Peint de manière excentrée, en haut à droite de la toile, il invite le spectateur, selon Olivier Deshayes, « à endosser le rôle d’un voyeur indélicat ». Le verrou est un objet qui peut se trouver dans deux positions : ouverte ou fermée. Ici, il semble poussé vers la droite, éliminant toute possibilité d’échappatoire. Il permet d’une certaine manière aux amants de suspendre le temps. Le verrou est censé garantir la sécurité des femmes. Il est même une image de la vertu. Mais ici, le verrou protège surtout le séducteur contre les importuns qui pourraient venir l’interrompre dans son entreprise. L’élimination par l’homme du danger extérieur accroît pour la femme le danger intérieur. Rompre le verrou, faire sauter le verrou, l’instrument appelle des images de viol. Certains se sont amusés à imaginer que Fragonard avait choisi ce terme plutôt qu’un autre, car dans ce mot on entend « vers où », vers où vont ces amants ? Et « vrai ou » laissant un doute sur la possibilité d’une alternative à la vérité.

Le lit, théâtre du monde

Le lit occupe la moitié de la surface du tableau.

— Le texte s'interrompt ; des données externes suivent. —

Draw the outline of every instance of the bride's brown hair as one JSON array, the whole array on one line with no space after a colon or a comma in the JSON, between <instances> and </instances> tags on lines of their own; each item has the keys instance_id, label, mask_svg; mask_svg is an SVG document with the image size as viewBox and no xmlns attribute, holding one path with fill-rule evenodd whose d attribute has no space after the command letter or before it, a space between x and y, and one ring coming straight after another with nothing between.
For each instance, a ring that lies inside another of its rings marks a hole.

Fragonard s’est fait le chantre du lit. Il l’explique dans une trentaine de toiles et dans d’innombrables dessins. Rideaux, oreillers, polochons, matelas prennent des formes équivoques, deviennent seins, fesses, bouches, et enfantent ce lieu magique, théâtre de tous les théâtres : tout y aboutit, tout y commence. Ici, le tableau montre les deux amants l’un contre l’autre. La lumière est posée sur eux comme un projecteur. Mais, peut-être, en fin de compte, n’ont-ils pas le premier rôle ? Non plus que le verrou, qui bien qu’il donne son titre au tableau ne serait qu’un accessoire. Avec ses formes anthropomorphiques, à la fois féminin, avec ses plis

de chairs rouges et ses oreillers aux formes pointues allusives, et masculin, avec le rideau de velours vermillon tendu posé sur deux formes rondes suggestives et son relief pointé en pleine lumière, peut-être le lit, comme le suggère Daniel Arasse, est-il l’acteur principal de la scène ! Les grandes tentures du baldaquin accentuent cette impression de scène théâtrale.

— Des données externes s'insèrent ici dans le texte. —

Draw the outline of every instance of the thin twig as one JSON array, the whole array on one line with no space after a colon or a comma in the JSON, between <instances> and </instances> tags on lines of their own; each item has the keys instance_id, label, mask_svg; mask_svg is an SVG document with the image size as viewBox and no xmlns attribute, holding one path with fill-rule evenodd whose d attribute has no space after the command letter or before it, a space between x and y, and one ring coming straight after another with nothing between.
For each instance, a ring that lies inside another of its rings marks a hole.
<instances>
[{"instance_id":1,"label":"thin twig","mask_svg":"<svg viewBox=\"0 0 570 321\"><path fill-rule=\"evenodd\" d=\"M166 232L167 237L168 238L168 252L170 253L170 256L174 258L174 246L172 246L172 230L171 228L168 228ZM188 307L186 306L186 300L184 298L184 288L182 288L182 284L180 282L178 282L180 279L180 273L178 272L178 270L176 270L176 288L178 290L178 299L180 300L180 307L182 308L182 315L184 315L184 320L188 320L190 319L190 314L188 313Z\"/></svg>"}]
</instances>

La pomme, la cruche et la chaise

La présence de cette pomme, de la cruche et de la chaise renversées n’est nullement fortuite. La pomme – ici en évidence sur la table – fait évidemment allusion à la tentation d’Eve dans le jardin d’Eden. C’est le fruit du péché originel. A l’instigation du démon, Eve l’offre à Adam. Croquer la pomme, c’est commettre le péché de chair. A l’amour sacré, l’artiste a voulu juxtaposer l’amour profane. Le vase renversé a une forme longue et étroite. Dans la mystique chrétienne ou dans la poésie érotique, le vase est une métaphore du sexe féminin. Il gardera ce sens en argot. La cruche fêlée ou cassée dans les compositions du XVIIIe siècle prend ainsi un sens trivial. Dans Le Verrou, le vase n’est que renversé mais la vertu de la jeune fille ne tient plus qu’à un fil. Même symbolisme dans les fleurs qui dans l’iconographie chrétienne comme dans le folklore européen symbolisent la virginité des filles. Protéger sa fleur ou sa rose doit être le principal souci de la jeune fille bien élevée. Enfin, la chaise renversée se voit souvent dans les scènes de séduction. Parce qu’elle a les pieds en l’air, elle évoque les ébats amoureux.